Bartın’da 65 günlük bebeğin hastanede şüpheli ölümü

Bartın’da 65 günlük bebek, baygın olarak kaldırıldığı hastanede öldü. Savcılığın kuşkulu vefat olarak değerlendirdiği olayda tabirine başvurulan aile bebeğin teneffüs rahatsızlığı bulunduğunu söz etti.

Bartın Kemerköprü Mahallesi’nde yaşayan maden emekçisi Hüseyin Y. ile K.Y., çiftinin 65 günlük Hüseyin Asaf bebek, tıkanarak soluk alamaması sonucu, çağrılan 112 ambulansı ile baygın bir halde Bartın Bayan Doğum ve Çocuk Hastalıkları Hastanesi’ne kaldırıldı. Yapılan müdahalelere karşın Asaf bebek, kurtarılamayarak hayatını kaybetti. Soluk borusunu mama yada diğer cisim kaçarak teneffüs yapamadığı düşünülen Asaf bebeğin mevti isimli olay olarak değerlendirildi. Bartın Cumhuriyet Savcılığı tarafından kuşkulu bulunan Asaf bebeğin vefatı ile ilgili soruşturma başlatıldı.

Bartın Emniyet Müdürlüğü Olay Yeri İnceleme Takımları tarafından ailenin yaşadığı meskende inceleme yapılırken, anne K.Y. ve baba Hüseyin Y.’nin de tabirine başvuruldu.
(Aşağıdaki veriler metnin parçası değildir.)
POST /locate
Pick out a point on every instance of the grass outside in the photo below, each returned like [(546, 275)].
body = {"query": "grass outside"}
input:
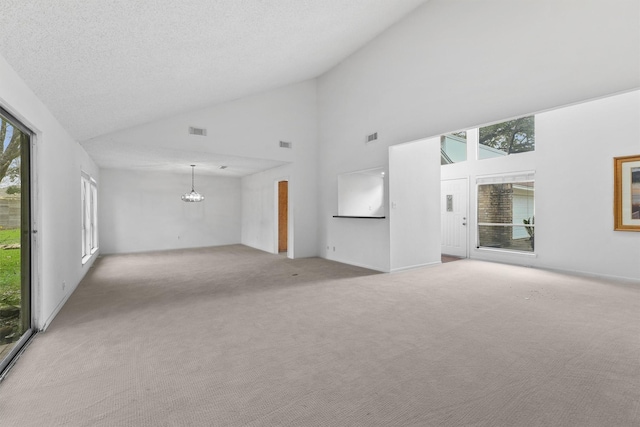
[(9, 267)]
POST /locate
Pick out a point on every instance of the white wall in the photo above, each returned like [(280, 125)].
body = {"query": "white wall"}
[(574, 186), (573, 165), (414, 196), (361, 193), (58, 162), (142, 211), (420, 79), (250, 127)]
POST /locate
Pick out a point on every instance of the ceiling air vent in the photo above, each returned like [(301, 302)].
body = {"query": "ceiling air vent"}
[(197, 131)]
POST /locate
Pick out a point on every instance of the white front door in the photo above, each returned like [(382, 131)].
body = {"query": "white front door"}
[(454, 214)]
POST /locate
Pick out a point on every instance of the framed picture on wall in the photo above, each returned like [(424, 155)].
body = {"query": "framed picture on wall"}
[(626, 193)]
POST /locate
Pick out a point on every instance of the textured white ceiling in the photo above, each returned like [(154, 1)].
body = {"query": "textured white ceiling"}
[(101, 66)]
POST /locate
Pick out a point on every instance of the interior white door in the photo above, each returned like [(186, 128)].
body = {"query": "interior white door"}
[(454, 211)]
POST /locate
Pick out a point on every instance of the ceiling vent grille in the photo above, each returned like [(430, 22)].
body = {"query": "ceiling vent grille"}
[(197, 131)]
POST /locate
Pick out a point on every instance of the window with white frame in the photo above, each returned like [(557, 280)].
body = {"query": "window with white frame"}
[(506, 138), (89, 216), (506, 215)]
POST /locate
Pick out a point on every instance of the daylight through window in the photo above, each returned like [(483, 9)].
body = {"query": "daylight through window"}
[(510, 137), (506, 216), (89, 216)]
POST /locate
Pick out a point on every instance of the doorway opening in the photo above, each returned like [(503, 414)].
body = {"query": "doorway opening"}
[(15, 238), (283, 216)]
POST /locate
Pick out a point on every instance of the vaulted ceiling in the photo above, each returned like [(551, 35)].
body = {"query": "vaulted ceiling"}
[(102, 66)]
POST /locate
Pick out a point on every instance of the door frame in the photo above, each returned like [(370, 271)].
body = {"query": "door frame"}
[(467, 227), (289, 217), (32, 221)]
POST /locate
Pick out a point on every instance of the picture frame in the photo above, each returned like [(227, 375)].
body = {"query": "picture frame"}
[(626, 193)]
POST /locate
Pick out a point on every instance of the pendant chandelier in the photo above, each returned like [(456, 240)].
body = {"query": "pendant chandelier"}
[(193, 196)]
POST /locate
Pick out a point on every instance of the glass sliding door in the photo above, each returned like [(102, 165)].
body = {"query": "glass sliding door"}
[(15, 238)]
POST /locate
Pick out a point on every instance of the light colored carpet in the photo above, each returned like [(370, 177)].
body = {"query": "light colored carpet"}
[(232, 336)]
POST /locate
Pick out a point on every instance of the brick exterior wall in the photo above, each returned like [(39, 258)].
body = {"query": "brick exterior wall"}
[(495, 206)]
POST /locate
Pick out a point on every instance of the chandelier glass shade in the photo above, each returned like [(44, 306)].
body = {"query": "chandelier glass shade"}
[(193, 195)]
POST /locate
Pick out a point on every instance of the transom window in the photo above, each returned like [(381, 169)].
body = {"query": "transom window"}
[(510, 137)]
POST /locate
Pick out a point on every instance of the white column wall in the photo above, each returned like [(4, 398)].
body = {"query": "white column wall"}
[(414, 196)]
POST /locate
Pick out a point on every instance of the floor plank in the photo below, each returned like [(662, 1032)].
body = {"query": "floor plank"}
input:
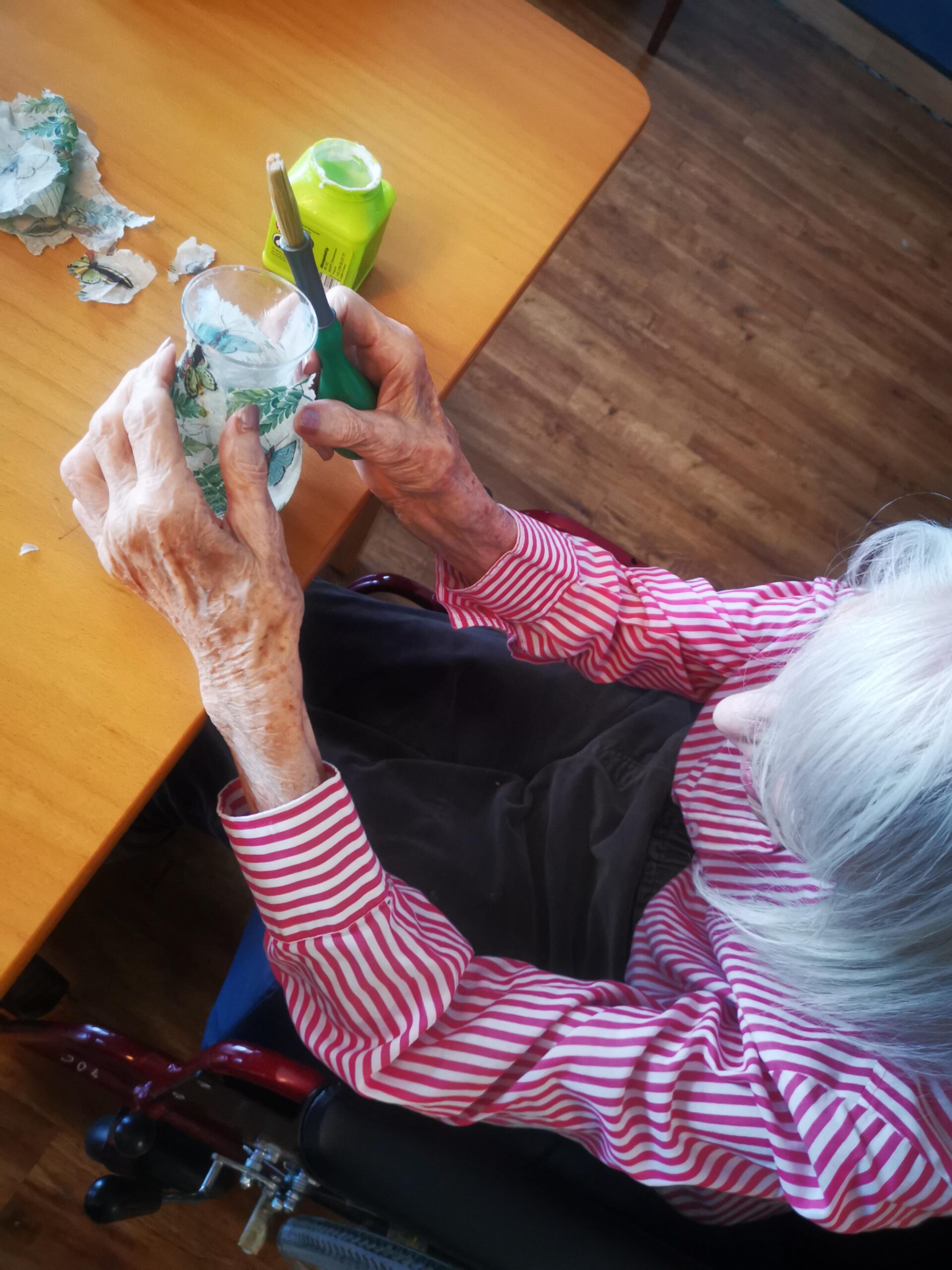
[(738, 357)]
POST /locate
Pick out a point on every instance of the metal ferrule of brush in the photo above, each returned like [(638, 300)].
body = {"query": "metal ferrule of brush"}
[(307, 277)]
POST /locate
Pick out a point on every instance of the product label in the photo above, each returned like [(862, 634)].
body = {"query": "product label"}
[(333, 258)]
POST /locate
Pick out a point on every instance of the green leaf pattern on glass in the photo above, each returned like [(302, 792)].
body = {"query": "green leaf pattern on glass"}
[(201, 420)]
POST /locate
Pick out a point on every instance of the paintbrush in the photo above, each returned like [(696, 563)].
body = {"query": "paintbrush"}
[(339, 379)]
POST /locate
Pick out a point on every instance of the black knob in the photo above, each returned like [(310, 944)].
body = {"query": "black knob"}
[(116, 1199), (134, 1135)]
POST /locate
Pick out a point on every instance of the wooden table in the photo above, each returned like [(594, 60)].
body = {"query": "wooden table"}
[(495, 126)]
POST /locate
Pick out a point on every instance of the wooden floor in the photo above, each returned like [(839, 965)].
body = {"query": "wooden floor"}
[(740, 353)]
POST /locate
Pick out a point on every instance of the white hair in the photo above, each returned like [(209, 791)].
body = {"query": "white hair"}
[(855, 775)]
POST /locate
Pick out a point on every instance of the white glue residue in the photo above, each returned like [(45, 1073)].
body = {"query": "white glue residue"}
[(334, 159)]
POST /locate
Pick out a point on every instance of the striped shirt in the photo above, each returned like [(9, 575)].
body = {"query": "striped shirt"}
[(695, 1075)]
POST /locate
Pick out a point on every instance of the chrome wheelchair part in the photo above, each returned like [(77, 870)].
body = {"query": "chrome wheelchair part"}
[(282, 1185)]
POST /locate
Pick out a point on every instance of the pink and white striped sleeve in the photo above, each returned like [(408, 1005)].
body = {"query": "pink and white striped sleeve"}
[(560, 599), (390, 996)]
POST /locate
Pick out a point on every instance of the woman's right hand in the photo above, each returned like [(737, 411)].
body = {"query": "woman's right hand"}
[(411, 455)]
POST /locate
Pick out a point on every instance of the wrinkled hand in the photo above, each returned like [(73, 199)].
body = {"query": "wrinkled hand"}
[(228, 587), (411, 455)]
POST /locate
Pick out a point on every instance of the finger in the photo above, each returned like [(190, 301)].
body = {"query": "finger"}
[(311, 365), (375, 342), (112, 448), (332, 425), (108, 436), (160, 368), (150, 422), (92, 525), (252, 515), (83, 477)]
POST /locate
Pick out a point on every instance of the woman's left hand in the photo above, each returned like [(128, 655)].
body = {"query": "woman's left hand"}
[(228, 587)]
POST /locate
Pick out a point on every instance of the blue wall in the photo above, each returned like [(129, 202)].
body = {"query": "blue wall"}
[(923, 26)]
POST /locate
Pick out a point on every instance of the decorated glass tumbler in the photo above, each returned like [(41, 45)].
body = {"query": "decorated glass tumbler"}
[(248, 334)]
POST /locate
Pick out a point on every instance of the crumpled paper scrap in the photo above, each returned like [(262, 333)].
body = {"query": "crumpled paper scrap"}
[(192, 257), (50, 185), (114, 278)]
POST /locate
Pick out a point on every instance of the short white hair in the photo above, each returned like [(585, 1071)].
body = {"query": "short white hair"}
[(855, 775)]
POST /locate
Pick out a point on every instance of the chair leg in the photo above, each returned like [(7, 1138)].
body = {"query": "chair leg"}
[(664, 22)]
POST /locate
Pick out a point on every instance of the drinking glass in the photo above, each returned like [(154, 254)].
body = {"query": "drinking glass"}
[(248, 333)]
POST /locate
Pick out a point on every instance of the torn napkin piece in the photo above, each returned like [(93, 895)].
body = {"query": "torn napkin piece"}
[(112, 280), (192, 257), (50, 185)]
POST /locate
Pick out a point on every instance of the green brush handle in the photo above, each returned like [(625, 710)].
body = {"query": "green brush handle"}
[(339, 378)]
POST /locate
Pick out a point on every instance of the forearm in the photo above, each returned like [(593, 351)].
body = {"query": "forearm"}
[(463, 524), (271, 738)]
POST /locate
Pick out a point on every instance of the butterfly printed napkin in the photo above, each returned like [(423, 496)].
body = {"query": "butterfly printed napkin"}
[(203, 405), (50, 186)]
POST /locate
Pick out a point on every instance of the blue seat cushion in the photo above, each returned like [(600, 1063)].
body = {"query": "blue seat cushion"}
[(250, 1005)]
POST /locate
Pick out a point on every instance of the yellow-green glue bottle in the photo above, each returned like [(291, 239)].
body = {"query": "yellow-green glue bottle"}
[(345, 206)]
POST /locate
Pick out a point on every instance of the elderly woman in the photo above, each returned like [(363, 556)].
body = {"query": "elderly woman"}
[(504, 922)]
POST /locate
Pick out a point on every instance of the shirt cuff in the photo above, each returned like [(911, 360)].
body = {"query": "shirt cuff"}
[(309, 864), (521, 587)]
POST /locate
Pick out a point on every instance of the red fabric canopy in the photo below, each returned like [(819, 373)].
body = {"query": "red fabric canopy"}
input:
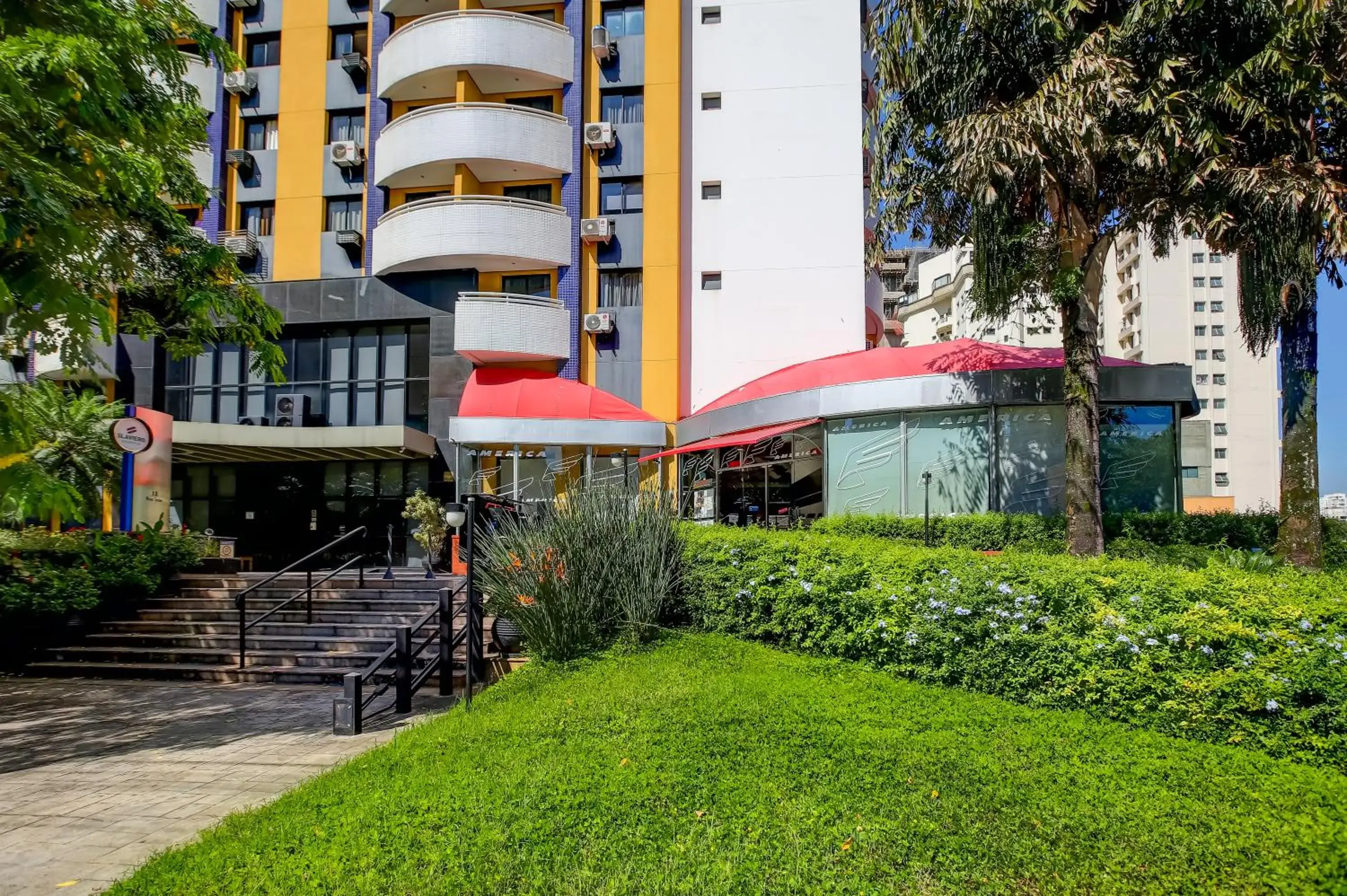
[(960, 356), (541, 395), (745, 437)]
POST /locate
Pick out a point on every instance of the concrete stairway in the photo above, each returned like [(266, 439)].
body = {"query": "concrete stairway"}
[(194, 635)]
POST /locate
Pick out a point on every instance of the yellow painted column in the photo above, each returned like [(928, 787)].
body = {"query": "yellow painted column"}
[(302, 131), (662, 279)]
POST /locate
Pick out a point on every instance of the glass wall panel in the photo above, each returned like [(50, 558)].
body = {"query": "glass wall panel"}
[(1137, 468), (1032, 459), (954, 448), (865, 466)]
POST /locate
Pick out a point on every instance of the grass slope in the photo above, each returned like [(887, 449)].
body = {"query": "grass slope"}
[(710, 766)]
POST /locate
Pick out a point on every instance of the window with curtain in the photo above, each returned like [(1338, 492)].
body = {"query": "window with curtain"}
[(619, 289), (620, 197), (538, 285), (347, 126), (623, 107)]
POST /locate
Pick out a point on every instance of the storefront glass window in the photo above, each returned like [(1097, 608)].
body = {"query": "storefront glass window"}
[(954, 448), (1032, 459), (1137, 467)]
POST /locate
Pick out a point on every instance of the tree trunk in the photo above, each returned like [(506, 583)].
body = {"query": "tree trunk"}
[(1300, 534)]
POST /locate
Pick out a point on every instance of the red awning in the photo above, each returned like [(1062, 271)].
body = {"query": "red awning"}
[(747, 437), (512, 392)]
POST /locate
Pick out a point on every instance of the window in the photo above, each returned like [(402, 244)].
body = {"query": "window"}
[(624, 22), (349, 41), (258, 217), (344, 215), (619, 197), (619, 289), (535, 192), (623, 107), (543, 103), (347, 126), (260, 134), (262, 50), (539, 285)]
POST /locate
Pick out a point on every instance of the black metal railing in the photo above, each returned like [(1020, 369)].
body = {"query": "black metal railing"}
[(398, 670), (242, 599)]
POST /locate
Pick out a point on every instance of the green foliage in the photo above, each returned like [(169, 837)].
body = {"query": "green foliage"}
[(56, 453), (430, 522), (97, 130), (714, 767), (601, 562), (1219, 654)]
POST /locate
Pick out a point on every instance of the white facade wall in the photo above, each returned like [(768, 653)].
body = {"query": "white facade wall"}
[(1164, 329), (787, 236)]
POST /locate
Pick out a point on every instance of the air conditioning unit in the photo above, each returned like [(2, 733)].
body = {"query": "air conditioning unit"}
[(600, 135), (355, 64), (242, 83), (348, 154), (291, 408), (240, 159), (601, 322), (596, 229), (603, 46)]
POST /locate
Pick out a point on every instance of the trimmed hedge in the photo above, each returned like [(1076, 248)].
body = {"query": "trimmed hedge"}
[(1219, 655), (1004, 531)]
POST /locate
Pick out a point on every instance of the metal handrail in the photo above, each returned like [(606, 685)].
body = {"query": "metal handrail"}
[(242, 599)]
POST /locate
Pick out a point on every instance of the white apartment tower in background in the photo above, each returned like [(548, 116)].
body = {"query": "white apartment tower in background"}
[(776, 266), (1184, 309)]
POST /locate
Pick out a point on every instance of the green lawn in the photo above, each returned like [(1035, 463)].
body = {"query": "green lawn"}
[(710, 766)]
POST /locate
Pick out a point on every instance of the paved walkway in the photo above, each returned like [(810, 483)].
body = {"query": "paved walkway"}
[(97, 775)]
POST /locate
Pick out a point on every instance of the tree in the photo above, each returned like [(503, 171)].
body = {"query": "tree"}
[(1042, 128), (96, 131), (56, 452)]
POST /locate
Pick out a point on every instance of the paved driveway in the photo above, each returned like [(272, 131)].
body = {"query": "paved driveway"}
[(97, 775)]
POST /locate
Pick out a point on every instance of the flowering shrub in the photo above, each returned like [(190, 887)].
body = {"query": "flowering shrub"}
[(1219, 654)]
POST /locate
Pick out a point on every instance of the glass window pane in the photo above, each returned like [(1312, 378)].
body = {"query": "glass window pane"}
[(865, 466), (954, 448), (1032, 459)]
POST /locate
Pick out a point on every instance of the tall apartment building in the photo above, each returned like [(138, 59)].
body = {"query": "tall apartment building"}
[(510, 240), (1180, 309)]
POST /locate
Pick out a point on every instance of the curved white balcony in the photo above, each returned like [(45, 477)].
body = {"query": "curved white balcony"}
[(483, 232), (499, 142), (502, 50), (496, 328)]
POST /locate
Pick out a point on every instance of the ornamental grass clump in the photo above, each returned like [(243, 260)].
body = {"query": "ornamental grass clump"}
[(600, 564), (1221, 654)]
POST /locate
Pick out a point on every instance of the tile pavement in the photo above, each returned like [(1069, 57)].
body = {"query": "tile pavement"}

Anne K.Y., bebeğinin rahatsızlığı bulunduğunu olay günü de apansız kötüleştiğini belirterek, süt yada mama nedeniyle tıkanma ihtimalinin olmadığı kaydetti. Maden emekçisi olarak Amasra’da çalıştığını belirten baba Hüseyin Y.’de olay günü kendisinin konutta olmadığını, eğitim nedeniyle Zonguldak’ta bulunduğunu vurguladı. Acı olayı sonradan haber aldığını belirten Hüseyin Y., “Eşim gebe olduğu devirde de bebeğimizin ıstırapları vardı. Doğduktan sonra da daima denetim altındaydı. Bartın’da Zonguldak’taki hastanelerde tedavi gördü. Burnunda et olduğunu, teneffüs yolunun çok dar olduğunu söylediler. Çok küçük olduğu için ameliyat edemeyeceğini söyledi, tabipler. Yatarken daima tıkanıyordu, vakit zaman yan yatırıyorduk. O vakit biraz rahatlıyordu. Olaydan bir gün evvelki gece de bebeğimiz tıkandı, hastaneye getirdik. Müdahale ettiler, biraz rahatladı. Sonra da taburcu edildik. Bir ilaç, reçete vermediler. Sabah tekrar rahatsızlanmış, ben meskende yoktum. Vilayet dışındaydım. Sonradan haberim oldu” dedi.

Bebeğin kesin vefat nedeninin belirlenmesi emeliyle bebeğe otopsi yapma kararı aldı. Sıhhat vazifelilerinin ihmali olup olmadığı tarafında de araştırmanın yapıldığı öğrenilirken, otopsinin tamamlanarak kesin vefat sebebinin belirlenmesi ile soruşturmanın da seyrinin şekillenmesi bekleniyor

Cevap Yaz

Gönderdiğiniz yorum moderasyon ekibi tarafından incelendikten sonra yayınlanacaktır.